"Hungary is an integral and recognised actor of the European cultural life in the historical perspective"

 

"The Hungarian history of ideas, together with our Eastern heritage, is an integral part of the European Christian history of ideas. We can primarily mention the many Hungarian saints and blessed ones, from the House of Árpád to the present day. Many of them were not only exemplary in their sanctity of life, but also influential in shaping European culture as great thinkers."

Balázs Ágoston's interview with Gyula Klima, Director of the Research Centre for the History of Ideas at the Institute of Hungarian Research, was published in the weekly Magyar Demokrata.

- Where can the Hungarian nation be placed in the history of European ideas? Who shaped Hungarian intellectual history the most?

 - Our geographic location gives us the mission: to mediate between East and West, but also to play the not always grateful role of a bastion of defence for the West. It is almost a cliché, but it is a historical reality. The Hungarian history of ideas, together with our Eastern heritage, is an integral part of the European Christian history of ideas. From this point of view, we can primarily mention the many Hungarian saints and blessed ones, from the House of Árpád to the present day. Many of them were not only exemplary in their sanctity of life, but also influential in shaping European culture as outstanding thinkers, starting with St István, canonised by both the Catholic and Orthodox churches.

[...]

For example, Andreas Pannonius was a very important thinker, who had a close relationship with the Hunyadi family and produced a theological oeuvre of European significance. My colleague Csilla Bíró gave a brilliant lecture on him at the conference entitled Hungarian Christian thinkers from the Árpád era to the present day, which was recently organised by our Research Centre.

Andreas Pannonius: Libellus de regiis virtutibus. Source: corvina.hu

- What other topics were on the agenda?

- Among many other things, the contribution of Hungarian Catholicism to the mission of the universal Church was discussed, and the Autobiography of Miklós Bethlen, written towards the end of his life, during his imprisonment in Vienna, was also on the agenda, in which the renowned Transylvanian chancellor of the second half of the 17th century discusses very serious philosophical questions about the social behaviour of man, his use of social language and the underlying philosophical problems of the mind. The conference also covered the work of Miklós Vető, a Hungarian-born philosopher from France, professor at several prestigious foreign universities and honorary doctor of several Hungarian universities; the life's work of Antal Schütz, a Roman Catholic priest and Piarist monk, the best-known Hungarian theologian of the first half of the 20th century, secretary of the St Thomas Aquinas Society, and editor of the works of Ottokár Prohászka, Bishop of Székesfehérvár. At the conference, there was a lecture on the oeuvre of the sociologist Vid Mihelics, a prominent representative of the Christian social-Christian democratic movement in the first half of the 20th century, who published outstanding writings on social policy issues. He was also a member of parliament for the short-lived Democratic People's Party, editor of Vigília, Új Ember, Hazánk, and between 1934 and '40 of the Catholic Review. I dealt with Madách, and compared the philosophy of history of his main work, The Tragedy of Man, with that of Saint Augustine.

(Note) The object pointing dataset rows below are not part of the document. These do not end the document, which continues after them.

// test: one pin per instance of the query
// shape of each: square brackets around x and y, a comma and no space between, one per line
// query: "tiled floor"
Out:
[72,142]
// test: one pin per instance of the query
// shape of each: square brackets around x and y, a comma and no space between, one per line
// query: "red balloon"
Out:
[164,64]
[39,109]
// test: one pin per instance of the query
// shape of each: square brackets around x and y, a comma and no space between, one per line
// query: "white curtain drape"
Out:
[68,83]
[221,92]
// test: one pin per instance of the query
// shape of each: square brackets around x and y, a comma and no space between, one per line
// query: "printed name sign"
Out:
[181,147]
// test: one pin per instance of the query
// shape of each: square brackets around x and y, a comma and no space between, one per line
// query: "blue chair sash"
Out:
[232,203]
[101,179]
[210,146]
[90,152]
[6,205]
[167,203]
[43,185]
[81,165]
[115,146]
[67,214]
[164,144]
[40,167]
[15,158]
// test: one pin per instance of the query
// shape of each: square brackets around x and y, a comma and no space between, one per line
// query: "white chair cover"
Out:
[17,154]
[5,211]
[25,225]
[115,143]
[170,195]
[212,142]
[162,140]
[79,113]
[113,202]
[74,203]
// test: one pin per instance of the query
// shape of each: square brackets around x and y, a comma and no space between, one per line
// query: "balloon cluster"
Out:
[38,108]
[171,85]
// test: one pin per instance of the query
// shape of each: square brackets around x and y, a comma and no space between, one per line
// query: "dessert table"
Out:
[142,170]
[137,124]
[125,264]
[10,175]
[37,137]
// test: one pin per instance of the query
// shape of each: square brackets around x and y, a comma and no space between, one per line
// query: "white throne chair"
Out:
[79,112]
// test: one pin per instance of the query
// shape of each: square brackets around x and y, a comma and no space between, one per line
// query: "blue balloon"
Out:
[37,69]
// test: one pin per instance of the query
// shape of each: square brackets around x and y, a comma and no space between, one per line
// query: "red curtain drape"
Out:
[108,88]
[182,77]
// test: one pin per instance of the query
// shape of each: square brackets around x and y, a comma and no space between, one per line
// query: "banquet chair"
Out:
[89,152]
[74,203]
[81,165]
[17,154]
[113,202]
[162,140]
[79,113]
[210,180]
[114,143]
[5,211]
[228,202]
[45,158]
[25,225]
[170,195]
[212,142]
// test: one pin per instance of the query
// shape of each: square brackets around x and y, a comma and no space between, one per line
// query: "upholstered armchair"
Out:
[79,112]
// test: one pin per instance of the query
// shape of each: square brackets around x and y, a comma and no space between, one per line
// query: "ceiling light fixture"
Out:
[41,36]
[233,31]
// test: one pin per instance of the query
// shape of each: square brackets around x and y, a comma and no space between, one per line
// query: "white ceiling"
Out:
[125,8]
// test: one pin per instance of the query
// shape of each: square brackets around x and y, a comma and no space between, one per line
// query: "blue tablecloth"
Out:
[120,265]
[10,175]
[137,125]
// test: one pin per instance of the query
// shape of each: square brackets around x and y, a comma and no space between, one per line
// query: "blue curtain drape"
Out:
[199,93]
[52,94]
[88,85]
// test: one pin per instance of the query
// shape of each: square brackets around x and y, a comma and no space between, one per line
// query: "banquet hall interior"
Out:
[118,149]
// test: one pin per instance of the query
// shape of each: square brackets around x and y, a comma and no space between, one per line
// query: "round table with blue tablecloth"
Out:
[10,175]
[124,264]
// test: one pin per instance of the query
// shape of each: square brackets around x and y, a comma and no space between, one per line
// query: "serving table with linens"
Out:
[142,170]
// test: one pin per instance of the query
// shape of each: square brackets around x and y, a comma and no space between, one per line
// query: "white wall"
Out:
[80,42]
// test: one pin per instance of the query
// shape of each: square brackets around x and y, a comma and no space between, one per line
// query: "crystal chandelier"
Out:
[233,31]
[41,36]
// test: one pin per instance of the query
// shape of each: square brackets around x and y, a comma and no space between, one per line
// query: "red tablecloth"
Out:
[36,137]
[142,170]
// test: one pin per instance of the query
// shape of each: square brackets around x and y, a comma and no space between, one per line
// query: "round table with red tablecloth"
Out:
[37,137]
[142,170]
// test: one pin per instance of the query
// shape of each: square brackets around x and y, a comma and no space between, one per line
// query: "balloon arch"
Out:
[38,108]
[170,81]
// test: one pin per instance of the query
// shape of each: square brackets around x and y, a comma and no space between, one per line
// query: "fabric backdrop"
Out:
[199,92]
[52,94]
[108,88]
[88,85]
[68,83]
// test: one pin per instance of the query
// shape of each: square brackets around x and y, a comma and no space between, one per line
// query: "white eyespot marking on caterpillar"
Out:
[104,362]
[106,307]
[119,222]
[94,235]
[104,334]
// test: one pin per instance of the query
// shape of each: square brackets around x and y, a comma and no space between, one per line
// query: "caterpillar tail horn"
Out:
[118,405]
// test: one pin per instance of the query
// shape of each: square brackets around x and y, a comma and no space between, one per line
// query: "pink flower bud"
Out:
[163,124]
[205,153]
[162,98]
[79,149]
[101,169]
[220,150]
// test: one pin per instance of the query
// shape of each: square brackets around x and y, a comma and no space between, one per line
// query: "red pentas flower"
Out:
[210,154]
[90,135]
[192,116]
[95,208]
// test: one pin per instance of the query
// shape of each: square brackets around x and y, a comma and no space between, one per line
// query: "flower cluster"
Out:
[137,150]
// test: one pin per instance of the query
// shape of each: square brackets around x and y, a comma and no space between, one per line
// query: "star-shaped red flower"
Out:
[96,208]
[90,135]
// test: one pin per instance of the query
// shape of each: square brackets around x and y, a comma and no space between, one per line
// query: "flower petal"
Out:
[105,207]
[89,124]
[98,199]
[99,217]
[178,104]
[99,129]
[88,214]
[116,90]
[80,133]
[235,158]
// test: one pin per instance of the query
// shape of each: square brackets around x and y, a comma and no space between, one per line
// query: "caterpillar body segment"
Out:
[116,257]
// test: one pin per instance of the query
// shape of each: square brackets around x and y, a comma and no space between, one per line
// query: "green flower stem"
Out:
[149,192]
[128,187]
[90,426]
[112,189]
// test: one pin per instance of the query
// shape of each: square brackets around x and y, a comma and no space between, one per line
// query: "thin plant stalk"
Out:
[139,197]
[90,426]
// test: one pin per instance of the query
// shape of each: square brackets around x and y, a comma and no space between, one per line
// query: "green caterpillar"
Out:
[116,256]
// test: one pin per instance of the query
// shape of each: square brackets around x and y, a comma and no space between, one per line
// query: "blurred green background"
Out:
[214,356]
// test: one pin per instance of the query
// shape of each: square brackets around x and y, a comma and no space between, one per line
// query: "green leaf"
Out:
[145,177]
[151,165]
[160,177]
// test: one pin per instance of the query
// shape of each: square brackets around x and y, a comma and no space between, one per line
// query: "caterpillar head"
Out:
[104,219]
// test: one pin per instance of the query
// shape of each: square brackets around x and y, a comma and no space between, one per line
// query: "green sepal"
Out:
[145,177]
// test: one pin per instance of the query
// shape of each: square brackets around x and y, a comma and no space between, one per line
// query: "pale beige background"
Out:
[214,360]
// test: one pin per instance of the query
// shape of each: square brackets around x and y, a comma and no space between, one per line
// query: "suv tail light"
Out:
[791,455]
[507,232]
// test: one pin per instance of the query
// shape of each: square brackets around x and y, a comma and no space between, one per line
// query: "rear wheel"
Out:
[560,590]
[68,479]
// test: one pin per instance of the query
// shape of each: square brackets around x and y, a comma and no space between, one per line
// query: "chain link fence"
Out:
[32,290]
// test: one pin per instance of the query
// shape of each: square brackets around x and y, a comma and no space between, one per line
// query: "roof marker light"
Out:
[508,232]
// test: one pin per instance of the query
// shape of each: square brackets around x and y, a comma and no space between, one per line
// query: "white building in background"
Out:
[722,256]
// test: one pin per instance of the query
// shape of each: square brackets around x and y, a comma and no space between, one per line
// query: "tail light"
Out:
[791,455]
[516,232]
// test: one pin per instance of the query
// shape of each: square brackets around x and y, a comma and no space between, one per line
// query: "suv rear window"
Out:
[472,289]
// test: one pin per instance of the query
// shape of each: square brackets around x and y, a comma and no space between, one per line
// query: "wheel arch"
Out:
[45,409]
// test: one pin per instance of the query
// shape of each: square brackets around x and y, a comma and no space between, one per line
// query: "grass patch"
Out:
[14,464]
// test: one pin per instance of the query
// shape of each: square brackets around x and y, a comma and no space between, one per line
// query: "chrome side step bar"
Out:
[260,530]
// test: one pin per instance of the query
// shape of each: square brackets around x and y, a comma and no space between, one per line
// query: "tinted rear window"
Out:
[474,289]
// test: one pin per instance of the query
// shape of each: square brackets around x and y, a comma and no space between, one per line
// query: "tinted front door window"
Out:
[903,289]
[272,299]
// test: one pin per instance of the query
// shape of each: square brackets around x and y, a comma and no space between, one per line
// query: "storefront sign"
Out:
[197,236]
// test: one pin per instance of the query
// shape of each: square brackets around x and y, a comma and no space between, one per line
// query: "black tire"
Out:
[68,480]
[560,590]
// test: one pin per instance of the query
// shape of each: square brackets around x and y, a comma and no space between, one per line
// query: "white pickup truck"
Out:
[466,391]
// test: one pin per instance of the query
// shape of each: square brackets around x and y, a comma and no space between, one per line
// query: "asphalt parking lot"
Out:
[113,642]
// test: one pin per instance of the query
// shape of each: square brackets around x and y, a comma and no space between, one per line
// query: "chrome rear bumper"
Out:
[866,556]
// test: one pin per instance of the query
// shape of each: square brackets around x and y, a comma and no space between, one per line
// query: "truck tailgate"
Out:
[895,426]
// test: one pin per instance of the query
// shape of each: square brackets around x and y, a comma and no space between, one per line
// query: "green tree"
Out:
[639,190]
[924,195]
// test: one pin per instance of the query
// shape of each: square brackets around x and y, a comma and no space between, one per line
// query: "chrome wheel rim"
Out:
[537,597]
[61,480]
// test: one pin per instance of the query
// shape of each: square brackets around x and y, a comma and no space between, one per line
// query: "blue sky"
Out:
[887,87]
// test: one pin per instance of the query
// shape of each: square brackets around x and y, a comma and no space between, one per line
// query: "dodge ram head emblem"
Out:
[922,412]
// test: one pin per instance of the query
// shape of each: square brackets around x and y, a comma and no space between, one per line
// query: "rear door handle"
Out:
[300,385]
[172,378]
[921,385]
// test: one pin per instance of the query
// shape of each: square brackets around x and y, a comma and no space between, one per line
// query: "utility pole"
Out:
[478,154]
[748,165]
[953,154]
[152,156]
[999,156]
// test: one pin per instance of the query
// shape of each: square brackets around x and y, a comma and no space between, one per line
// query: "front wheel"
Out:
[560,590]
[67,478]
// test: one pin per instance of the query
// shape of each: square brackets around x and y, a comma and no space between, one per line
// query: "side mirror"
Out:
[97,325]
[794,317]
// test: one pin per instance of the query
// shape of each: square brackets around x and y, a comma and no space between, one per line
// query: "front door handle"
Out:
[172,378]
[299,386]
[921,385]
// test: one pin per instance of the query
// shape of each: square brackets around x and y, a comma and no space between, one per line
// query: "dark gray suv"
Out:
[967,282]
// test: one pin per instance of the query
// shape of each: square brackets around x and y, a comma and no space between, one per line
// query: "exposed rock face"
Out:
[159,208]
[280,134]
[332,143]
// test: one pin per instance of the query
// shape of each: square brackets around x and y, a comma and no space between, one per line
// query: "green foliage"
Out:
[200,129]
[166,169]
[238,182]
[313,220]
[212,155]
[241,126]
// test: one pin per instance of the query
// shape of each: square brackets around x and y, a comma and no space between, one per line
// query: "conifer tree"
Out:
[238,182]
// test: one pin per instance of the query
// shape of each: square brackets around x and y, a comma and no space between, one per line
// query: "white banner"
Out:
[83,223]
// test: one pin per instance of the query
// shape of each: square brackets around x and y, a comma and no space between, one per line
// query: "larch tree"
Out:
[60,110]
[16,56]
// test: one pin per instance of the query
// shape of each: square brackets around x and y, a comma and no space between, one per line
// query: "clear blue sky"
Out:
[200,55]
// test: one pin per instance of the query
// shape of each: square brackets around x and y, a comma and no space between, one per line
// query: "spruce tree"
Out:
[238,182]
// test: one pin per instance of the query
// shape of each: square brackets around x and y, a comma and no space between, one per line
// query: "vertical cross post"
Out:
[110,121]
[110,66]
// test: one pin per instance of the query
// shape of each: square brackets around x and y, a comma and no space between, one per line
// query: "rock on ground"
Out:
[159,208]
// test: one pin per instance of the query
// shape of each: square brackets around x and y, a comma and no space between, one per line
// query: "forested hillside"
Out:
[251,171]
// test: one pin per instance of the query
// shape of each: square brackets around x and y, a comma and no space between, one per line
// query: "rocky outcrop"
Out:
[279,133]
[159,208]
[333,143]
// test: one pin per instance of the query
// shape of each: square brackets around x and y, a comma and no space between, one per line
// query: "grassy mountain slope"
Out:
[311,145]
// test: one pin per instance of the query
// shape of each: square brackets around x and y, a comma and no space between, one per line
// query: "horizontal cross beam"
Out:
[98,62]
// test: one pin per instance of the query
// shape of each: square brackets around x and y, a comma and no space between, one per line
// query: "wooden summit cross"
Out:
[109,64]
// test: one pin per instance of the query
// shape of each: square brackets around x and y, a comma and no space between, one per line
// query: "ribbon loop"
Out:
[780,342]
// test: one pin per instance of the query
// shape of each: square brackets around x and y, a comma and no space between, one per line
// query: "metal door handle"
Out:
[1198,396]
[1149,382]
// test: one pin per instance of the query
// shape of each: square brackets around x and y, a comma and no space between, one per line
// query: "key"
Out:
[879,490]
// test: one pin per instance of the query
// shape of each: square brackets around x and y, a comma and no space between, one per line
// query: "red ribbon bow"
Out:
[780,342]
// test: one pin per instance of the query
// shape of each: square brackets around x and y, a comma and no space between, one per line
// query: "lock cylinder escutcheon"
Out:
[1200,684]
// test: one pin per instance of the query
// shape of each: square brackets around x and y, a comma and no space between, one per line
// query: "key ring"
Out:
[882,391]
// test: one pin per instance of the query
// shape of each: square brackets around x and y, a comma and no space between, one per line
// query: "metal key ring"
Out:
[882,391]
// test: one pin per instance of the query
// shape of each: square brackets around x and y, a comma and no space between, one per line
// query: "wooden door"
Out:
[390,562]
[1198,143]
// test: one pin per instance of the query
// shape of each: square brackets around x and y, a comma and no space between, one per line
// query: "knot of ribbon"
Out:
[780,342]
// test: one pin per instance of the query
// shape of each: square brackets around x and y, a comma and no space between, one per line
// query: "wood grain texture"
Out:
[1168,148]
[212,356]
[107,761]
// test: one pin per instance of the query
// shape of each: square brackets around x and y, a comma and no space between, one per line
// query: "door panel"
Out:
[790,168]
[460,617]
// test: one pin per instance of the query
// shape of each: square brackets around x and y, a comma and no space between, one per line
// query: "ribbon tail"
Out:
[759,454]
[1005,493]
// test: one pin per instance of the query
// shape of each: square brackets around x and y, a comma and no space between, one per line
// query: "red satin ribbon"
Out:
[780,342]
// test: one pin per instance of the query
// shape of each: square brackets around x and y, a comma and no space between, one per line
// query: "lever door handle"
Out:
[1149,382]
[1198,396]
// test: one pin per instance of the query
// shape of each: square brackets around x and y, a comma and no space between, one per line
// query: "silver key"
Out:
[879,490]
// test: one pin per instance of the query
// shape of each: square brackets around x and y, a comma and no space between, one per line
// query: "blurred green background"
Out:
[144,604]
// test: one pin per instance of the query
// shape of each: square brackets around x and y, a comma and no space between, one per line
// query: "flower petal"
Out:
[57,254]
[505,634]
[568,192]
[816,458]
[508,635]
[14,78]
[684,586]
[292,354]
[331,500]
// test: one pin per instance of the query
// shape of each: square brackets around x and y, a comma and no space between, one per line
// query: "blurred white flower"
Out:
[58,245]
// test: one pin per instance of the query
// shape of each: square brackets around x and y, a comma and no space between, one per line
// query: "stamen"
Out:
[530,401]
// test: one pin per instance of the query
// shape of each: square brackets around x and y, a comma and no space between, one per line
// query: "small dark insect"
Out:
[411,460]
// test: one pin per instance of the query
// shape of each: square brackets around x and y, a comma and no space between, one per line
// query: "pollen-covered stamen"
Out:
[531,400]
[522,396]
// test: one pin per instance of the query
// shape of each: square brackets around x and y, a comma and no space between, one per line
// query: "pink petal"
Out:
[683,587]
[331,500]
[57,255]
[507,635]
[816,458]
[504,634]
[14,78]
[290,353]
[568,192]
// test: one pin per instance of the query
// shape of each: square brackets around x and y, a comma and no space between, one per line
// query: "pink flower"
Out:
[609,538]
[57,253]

–- Is there a distinctively Hungarian philosophical worldview?

What is typical of Hungarian Christian thinkers is that - due to historical peculiarities - their historical-philosophical, political approach is more characteristic than their metaphysical, theological reflections. Our main mission is the systematic mapping of the history of ideas of the Hungarians in the Carpathian Basin, the identification of the place and role of Hungarians in the history of European ideas and culture, with a view to the broadest international connections. We focus on the so-called major developments, i.e. the lasting, decisive philosophical, scientific, technical, religious, cultural, artistic nodes, reviewing the significant changes that ultimately brought about decisive transformations in our conceptual systems, social mentality and culture. Since our foundation in 2019, we have organised three scientific conferences, and the lectures of our first conference on the significance of the spirituality of Regnum Marianum will be published in an impressive volume towards the end of the year. As a follow-up to our conference on The Metaphysics and Theology of the Eucharist, held last year in Budapest in connection with the 52nd International Eucharistic Congress, we founded the European Society for the History of Ideas with 26 members. This is a growing network of cooperation between Hungarian and international scholars dealing with the history of ideas in Europe and Hungary, with 75 members on all continents, including teachers and students from Harvard, the University of Oxford, the University of Notre Dame, among others. The society organises an annual conference, and last week we held our second meeting at the University of Lisbon. The results of the conferences are published by Springer, and we hope that the English-language volumes will also be published in Hungarian by the Institute of Hungarian Research."